But then his tone and heart shifts in drastic fashion: “God has uncovered your servants’ guilt.” What guilt? The guilt over the wrongs committed years ago against Joseph! No longer pleading innocence, Judah had a big spotlight on his heart exposing their sin against God and Joseph. Do you see how the Lord is working in Judah’s heart, revealing truth and bringing him to the place of confession and repentance? Can you see how God brings us to the place of understanding where we acknowledge our guilt before Him before bringing about redemption and restoration?
So, Judah says, “We are now my lord’s slaves—we ourselves and the one who was found to have the cup.” Not willing to leave Benjamin, Judah offers he and his brothers who transgressed against God and Joseph to bear the punishment. But the Egyptian lord refused, only claiming the life of Benjamin.
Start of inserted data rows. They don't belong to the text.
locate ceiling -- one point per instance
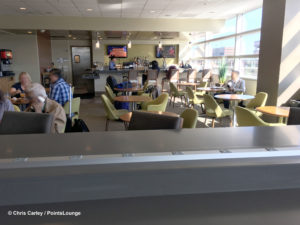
(107, 35)
(203, 9)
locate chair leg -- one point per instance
(125, 125)
(173, 101)
(106, 125)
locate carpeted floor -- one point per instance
(92, 112)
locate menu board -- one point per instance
(117, 51)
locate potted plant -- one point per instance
(222, 71)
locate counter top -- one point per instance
(209, 167)
(121, 142)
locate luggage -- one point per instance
(112, 82)
(79, 125)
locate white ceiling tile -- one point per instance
(131, 8)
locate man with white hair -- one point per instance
(40, 103)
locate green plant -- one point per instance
(222, 71)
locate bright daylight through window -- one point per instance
(238, 42)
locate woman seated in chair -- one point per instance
(5, 105)
(40, 103)
(18, 88)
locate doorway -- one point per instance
(81, 64)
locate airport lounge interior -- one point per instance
(149, 112)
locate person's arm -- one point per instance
(13, 91)
(55, 93)
(241, 87)
(9, 106)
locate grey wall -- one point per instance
(25, 54)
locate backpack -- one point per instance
(79, 126)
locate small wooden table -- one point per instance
(280, 112)
(21, 102)
(188, 84)
(127, 90)
(132, 99)
(234, 98)
(127, 117)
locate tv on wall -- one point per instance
(117, 51)
(167, 51)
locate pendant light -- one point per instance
(129, 44)
(160, 44)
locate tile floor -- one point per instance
(92, 112)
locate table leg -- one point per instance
(233, 105)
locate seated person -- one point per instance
(39, 103)
(59, 89)
(235, 86)
(18, 88)
(5, 105)
(154, 66)
(112, 63)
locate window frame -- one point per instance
(236, 36)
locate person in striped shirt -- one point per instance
(59, 89)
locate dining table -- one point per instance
(127, 116)
(128, 90)
(234, 98)
(276, 111)
(187, 84)
(133, 99)
(20, 102)
(211, 89)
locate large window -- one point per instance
(238, 42)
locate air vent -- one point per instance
(188, 15)
(109, 1)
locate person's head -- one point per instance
(24, 78)
(155, 64)
(55, 74)
(113, 58)
(36, 93)
(235, 75)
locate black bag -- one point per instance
(79, 126)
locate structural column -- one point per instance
(279, 66)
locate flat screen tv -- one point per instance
(118, 51)
(167, 51)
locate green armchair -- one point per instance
(111, 112)
(248, 118)
(214, 111)
(175, 93)
(190, 117)
(158, 104)
(259, 101)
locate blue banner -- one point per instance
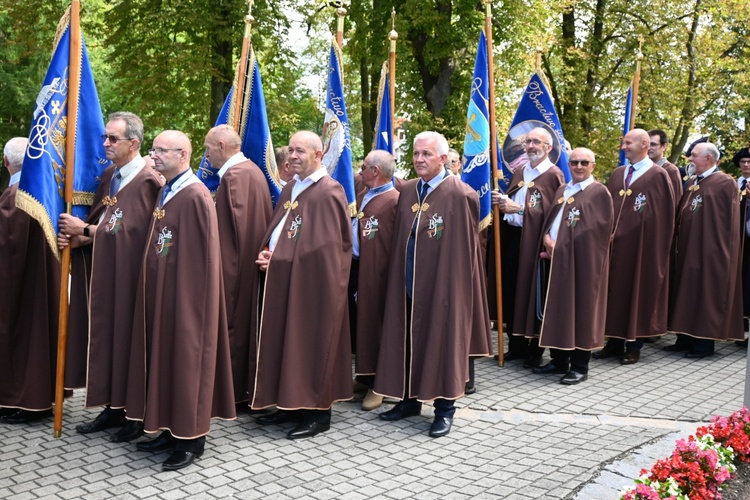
(337, 144)
(477, 167)
(384, 126)
(253, 130)
(626, 123)
(41, 189)
(535, 110)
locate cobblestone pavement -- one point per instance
(521, 436)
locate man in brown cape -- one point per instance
(741, 160)
(706, 294)
(576, 238)
(304, 350)
(657, 146)
(372, 238)
(127, 194)
(30, 276)
(529, 198)
(243, 208)
(180, 368)
(639, 262)
(435, 290)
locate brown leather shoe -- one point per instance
(630, 357)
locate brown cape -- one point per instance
(706, 299)
(243, 208)
(375, 231)
(576, 304)
(30, 276)
(540, 198)
(637, 303)
(116, 265)
(449, 314)
(180, 373)
(304, 348)
(77, 348)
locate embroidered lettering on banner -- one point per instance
(370, 229)
(115, 222)
(163, 242)
(640, 203)
(294, 228)
(436, 227)
(574, 216)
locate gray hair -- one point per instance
(441, 143)
(15, 150)
(133, 124)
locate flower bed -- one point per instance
(700, 466)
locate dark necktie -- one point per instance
(424, 187)
(114, 185)
(631, 169)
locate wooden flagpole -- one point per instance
(392, 36)
(74, 84)
(497, 176)
(239, 86)
(636, 84)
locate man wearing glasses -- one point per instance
(181, 371)
(530, 197)
(115, 233)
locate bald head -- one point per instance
(13, 153)
(305, 153)
(222, 142)
(635, 145)
(171, 153)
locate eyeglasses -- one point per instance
(535, 142)
(161, 151)
(113, 138)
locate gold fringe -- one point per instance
(36, 210)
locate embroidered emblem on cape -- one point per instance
(371, 228)
(163, 242)
(640, 203)
(436, 227)
(535, 200)
(115, 221)
(573, 217)
(697, 203)
(294, 228)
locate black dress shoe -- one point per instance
(105, 420)
(573, 377)
(164, 442)
(25, 416)
(675, 348)
(610, 351)
(699, 354)
(308, 429)
(132, 430)
(441, 426)
(400, 411)
(180, 459)
(549, 368)
(630, 357)
(279, 417)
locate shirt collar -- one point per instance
(234, 160)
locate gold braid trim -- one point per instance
(36, 210)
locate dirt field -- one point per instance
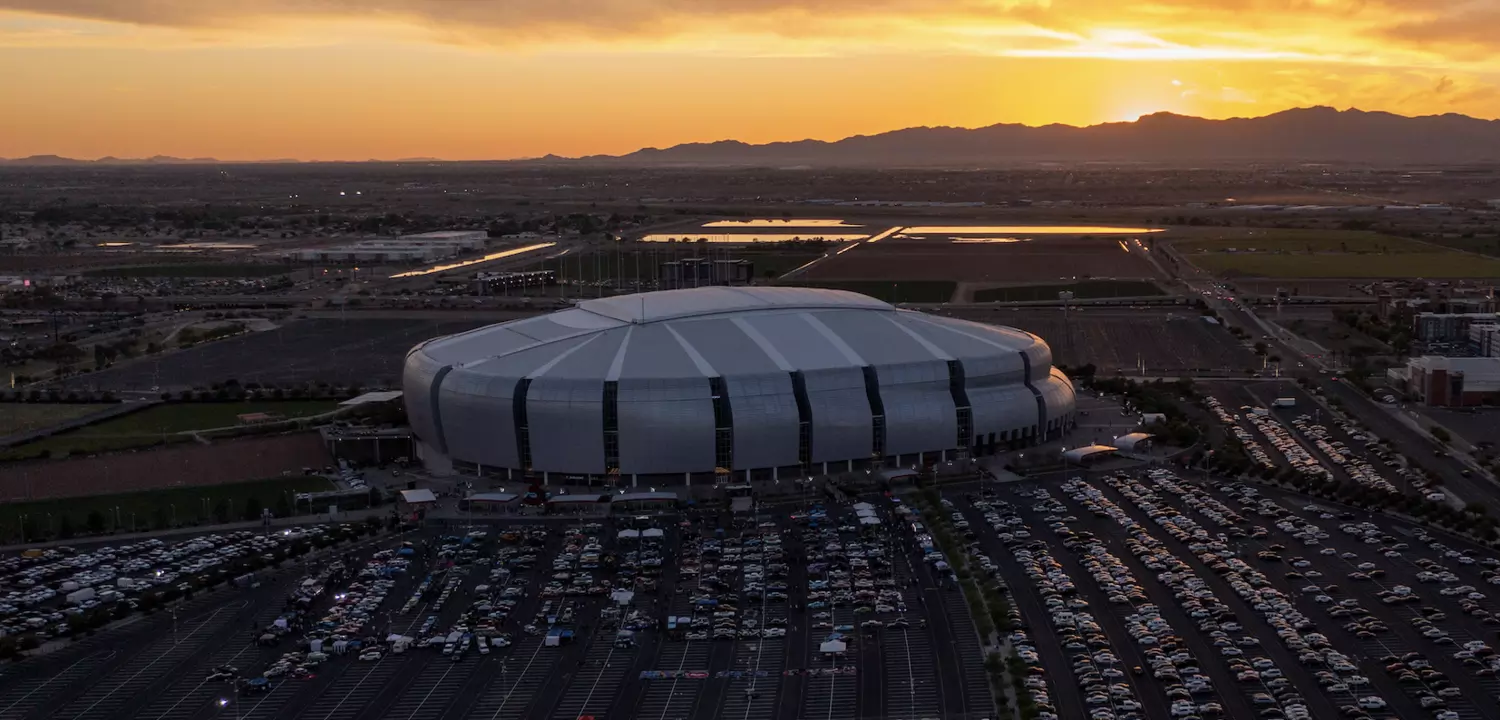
(1335, 264)
(1164, 342)
(24, 417)
(231, 461)
(1043, 260)
(1326, 254)
(365, 351)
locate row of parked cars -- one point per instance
(1428, 687)
(1268, 686)
(41, 588)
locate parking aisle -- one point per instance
(431, 693)
(594, 684)
(911, 684)
(512, 690)
(20, 696)
(192, 692)
(359, 686)
(156, 662)
(965, 645)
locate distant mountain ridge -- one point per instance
(1317, 134)
(1305, 135)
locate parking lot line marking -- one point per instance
(152, 663)
(200, 684)
(513, 686)
(431, 690)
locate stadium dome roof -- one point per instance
(662, 371)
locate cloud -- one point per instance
(1367, 32)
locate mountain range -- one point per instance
(1296, 135)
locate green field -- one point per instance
(1430, 264)
(1305, 242)
(156, 509)
(1085, 290)
(891, 291)
(26, 417)
(192, 270)
(156, 425)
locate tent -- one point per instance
(417, 497)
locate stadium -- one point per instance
(684, 386)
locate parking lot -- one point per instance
(824, 612)
(1157, 596)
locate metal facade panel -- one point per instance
(656, 354)
(566, 425)
(800, 342)
(1040, 357)
(873, 338)
(918, 408)
(963, 341)
(725, 347)
(1058, 393)
(591, 362)
(479, 420)
(995, 368)
(1001, 408)
(765, 420)
(842, 425)
(416, 384)
(665, 425)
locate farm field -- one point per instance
(1428, 264)
(156, 425)
(897, 291)
(642, 264)
(1305, 242)
(1085, 290)
(24, 417)
(192, 270)
(156, 507)
(1022, 261)
(363, 351)
(1124, 339)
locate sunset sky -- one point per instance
(513, 78)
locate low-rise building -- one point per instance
(1454, 381)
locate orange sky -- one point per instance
(512, 78)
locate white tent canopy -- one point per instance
(423, 495)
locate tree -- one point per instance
(252, 509)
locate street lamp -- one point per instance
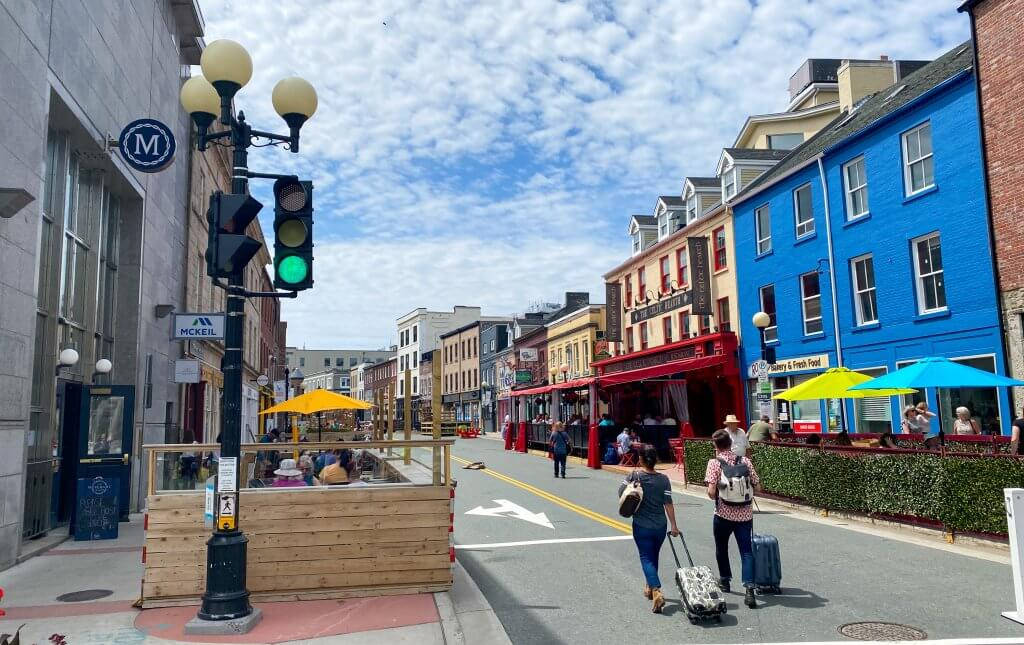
(226, 69)
(762, 320)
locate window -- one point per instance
(767, 294)
(855, 185)
(728, 184)
(810, 295)
(872, 414)
(684, 325)
(762, 225)
(865, 304)
(721, 259)
(919, 171)
(784, 141)
(724, 325)
(928, 271)
(802, 211)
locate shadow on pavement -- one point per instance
(794, 598)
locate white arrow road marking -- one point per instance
(507, 509)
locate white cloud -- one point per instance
(513, 138)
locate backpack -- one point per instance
(734, 486)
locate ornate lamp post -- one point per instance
(226, 69)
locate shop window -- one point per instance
(724, 324)
(721, 257)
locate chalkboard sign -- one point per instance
(96, 508)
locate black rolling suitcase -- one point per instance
(701, 596)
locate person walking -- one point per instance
(649, 522)
(727, 474)
(736, 435)
(561, 445)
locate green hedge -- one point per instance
(963, 493)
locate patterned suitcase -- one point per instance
(701, 596)
(767, 564)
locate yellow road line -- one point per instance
(597, 517)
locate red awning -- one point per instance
(659, 371)
(543, 389)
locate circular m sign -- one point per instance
(146, 145)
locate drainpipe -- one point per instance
(832, 282)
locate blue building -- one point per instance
(868, 247)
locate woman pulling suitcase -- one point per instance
(649, 522)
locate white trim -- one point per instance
(907, 163)
(859, 289)
(848, 191)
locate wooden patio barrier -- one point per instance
(311, 543)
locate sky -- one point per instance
(492, 153)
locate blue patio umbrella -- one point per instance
(937, 372)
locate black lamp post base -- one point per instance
(225, 597)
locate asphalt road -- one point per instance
(589, 591)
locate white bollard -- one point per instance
(1014, 499)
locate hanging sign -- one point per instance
(146, 145)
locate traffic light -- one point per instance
(229, 249)
(293, 229)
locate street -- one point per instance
(585, 590)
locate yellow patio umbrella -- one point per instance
(836, 383)
(317, 400)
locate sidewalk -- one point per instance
(107, 576)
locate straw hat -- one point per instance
(288, 469)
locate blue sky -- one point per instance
(491, 153)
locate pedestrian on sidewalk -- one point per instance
(731, 483)
(561, 445)
(649, 523)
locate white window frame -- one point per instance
(771, 332)
(850, 189)
(919, 278)
(796, 212)
(921, 159)
(804, 299)
(859, 290)
(763, 241)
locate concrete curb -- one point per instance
(466, 614)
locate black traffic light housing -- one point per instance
(293, 231)
(229, 249)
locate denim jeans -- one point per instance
(560, 460)
(649, 543)
(723, 529)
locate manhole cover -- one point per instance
(882, 632)
(82, 596)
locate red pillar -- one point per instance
(593, 447)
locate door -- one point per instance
(104, 437)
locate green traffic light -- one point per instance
(293, 269)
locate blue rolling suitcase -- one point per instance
(767, 564)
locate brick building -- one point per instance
(998, 38)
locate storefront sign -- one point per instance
(613, 312)
(800, 363)
(681, 299)
(527, 354)
(699, 275)
(682, 353)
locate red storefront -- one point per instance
(696, 381)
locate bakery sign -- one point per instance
(800, 363)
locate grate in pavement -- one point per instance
(873, 631)
(84, 595)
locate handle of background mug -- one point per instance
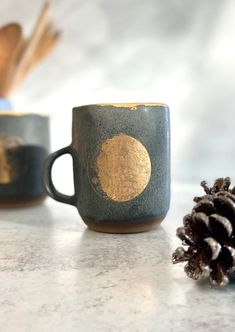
(49, 186)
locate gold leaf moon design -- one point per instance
(123, 167)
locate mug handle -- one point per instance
(47, 178)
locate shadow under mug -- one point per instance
(121, 166)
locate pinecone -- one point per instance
(209, 235)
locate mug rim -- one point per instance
(123, 105)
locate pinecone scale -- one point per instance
(208, 235)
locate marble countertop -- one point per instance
(56, 275)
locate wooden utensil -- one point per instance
(29, 52)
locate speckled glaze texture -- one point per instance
(92, 126)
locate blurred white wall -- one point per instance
(180, 52)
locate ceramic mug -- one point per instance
(24, 146)
(121, 166)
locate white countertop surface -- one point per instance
(56, 275)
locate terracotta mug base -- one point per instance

Judah; however, knew the pain this would cause Jacob, so he says, “Please let your servant remain here as my lord’s slave in place of the boy, and let the boy return with his brothers.”
Wow! Do you see the shadow of the gospel? Judah offers to take his brothers place, to bear the punishment, to willingly become a slave, and give his life for his brother. Isaiah 53:4–5 (NIV) says, “Surely he took up our pain and bore our suffering . . . But he was pierced for our transgressions, he was crushed for our iniquities; the punishment that brought us peace was on him.”
Just as Judah said, “How can I go back to my father if the boy is not with me?” Jesus, the Good Shepherd who ALWAYS goes after the one, refused to go back to His Father empty-handed, without the sons and daughters He so dearly loves. Instead, “he made himself nothing by taking the very nature of a servant, being made in human likeness. And being found in appearance as a man, he humbled himself by becoming obedient to death—even death on a cross” (Philippians 2:7–8 NIV). He took our rightfully deserved punishment in order to bring us home to the Father, as fully accepted and adopted sons and daughters, heirs of the King. What a picture of the gospel this passage paints for us!
DIG: How did God go about bringing Judah and his brothers to the point of conviction and confession?
DISCOVER: How do Judah’s actions foreshadow the work of Christ?
DO: In your prayer time today, thank Jesus for taking our punishment in order to bring us to the Father!